Sul terzo numero della rivista un approfondimento sul ruolo delle persone con disabilità impegnate a cambiare le politiche, sociali e non , del proprio Paese. Il caso più noto - il Presidente statunitense Franklyn Delano Roosevelt - e le esperienze di alcuni politici italiani
Delle 35mila fotografie scattate nel corso della sua lunga carriera politica, soltanto in due compare la carrozzina. Lo chiamavano ‘lo splendido inganno di Franklin Delano Roosevelt’, talmente riuscito che mai nessuno strumentalizzò la sua invalidità, peraltro annientata dalla sua riconosciuta efficienza ed energia. Solo Benito Mussolini, venuto a conoscenza della richiesta del presidente americano di stipulare un patto di non aggressione per 31 nazioni, prima rise, poi bollò la malattia di Roosevelt come ‘raro esempio di paralisi progressiva’. Una scivolata, come tante, del dittatore italiano. Ma che non lasciò traccia sulla luminosa carriera politica del presidente americano.

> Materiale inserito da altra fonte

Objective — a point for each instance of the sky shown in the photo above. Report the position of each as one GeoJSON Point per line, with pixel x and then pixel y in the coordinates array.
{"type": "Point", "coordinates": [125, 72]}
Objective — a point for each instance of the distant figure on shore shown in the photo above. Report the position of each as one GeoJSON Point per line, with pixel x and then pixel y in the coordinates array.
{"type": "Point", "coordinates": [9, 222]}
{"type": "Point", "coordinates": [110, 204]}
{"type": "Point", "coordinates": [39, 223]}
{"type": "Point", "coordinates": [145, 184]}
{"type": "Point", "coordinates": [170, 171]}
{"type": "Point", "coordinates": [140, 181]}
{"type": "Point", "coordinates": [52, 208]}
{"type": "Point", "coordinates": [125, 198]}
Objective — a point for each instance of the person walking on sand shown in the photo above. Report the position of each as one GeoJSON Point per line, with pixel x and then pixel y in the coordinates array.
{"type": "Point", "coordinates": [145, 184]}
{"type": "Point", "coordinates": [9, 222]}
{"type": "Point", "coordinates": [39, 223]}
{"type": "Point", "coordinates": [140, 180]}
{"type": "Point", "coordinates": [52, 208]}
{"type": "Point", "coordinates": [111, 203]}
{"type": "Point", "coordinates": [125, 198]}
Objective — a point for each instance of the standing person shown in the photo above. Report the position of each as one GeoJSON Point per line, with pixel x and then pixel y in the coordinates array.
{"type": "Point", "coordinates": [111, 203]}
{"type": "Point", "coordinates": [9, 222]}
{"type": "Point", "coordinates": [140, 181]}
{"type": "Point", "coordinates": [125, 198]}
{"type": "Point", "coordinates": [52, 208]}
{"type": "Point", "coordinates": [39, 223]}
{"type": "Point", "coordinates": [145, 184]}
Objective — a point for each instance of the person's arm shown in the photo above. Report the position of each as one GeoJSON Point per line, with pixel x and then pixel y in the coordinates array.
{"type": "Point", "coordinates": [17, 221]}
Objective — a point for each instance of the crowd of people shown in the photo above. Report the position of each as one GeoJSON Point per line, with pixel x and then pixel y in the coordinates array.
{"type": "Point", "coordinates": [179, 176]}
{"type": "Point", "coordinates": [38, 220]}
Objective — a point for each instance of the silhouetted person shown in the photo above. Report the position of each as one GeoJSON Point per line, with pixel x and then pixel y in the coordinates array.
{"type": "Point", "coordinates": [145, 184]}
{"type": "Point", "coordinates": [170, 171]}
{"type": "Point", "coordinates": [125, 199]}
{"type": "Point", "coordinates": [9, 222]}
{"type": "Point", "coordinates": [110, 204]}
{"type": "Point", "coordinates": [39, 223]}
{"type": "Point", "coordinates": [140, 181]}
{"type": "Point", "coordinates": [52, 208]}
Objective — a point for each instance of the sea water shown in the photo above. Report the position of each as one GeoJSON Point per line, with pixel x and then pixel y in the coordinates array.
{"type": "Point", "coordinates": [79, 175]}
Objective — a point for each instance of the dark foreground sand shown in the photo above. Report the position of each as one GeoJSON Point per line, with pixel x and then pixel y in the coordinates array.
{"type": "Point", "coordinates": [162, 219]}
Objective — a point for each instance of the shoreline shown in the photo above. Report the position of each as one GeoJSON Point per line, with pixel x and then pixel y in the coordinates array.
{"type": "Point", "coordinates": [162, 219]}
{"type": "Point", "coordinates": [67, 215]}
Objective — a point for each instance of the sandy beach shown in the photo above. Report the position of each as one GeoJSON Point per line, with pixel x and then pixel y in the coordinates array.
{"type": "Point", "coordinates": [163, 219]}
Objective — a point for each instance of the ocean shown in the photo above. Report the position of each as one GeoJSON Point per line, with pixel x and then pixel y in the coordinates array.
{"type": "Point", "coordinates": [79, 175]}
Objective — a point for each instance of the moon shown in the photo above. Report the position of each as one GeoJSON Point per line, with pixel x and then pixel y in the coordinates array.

Franklin Delano Roosevelt è forse il caso più noto di disabile che ha scelto di entrare in politica. Nel corso degli anni, sono state tante le persone con handicap che hanno seguito il suo esempio, con esiti talvolta incerti e con motivazioni anche molto differenti. C’è chi si è dedicato esclusivamente ai diritti dei disabili e chi, invece, ha preferito fare altro. Tutti, però, hanno contribuito a tratteggiare un pezzo delle politiche – non solo sociali – dei loro Paesi. La domanda che puntualmente ritorna di fronte al loro impegno all’interno dei più diversi schieramenti è sempre la stessa: qual è il valore del loro impegno? Si tratta di una scelta di sostanza o solo simbolica? In sintesi: sono candidati o testimonial?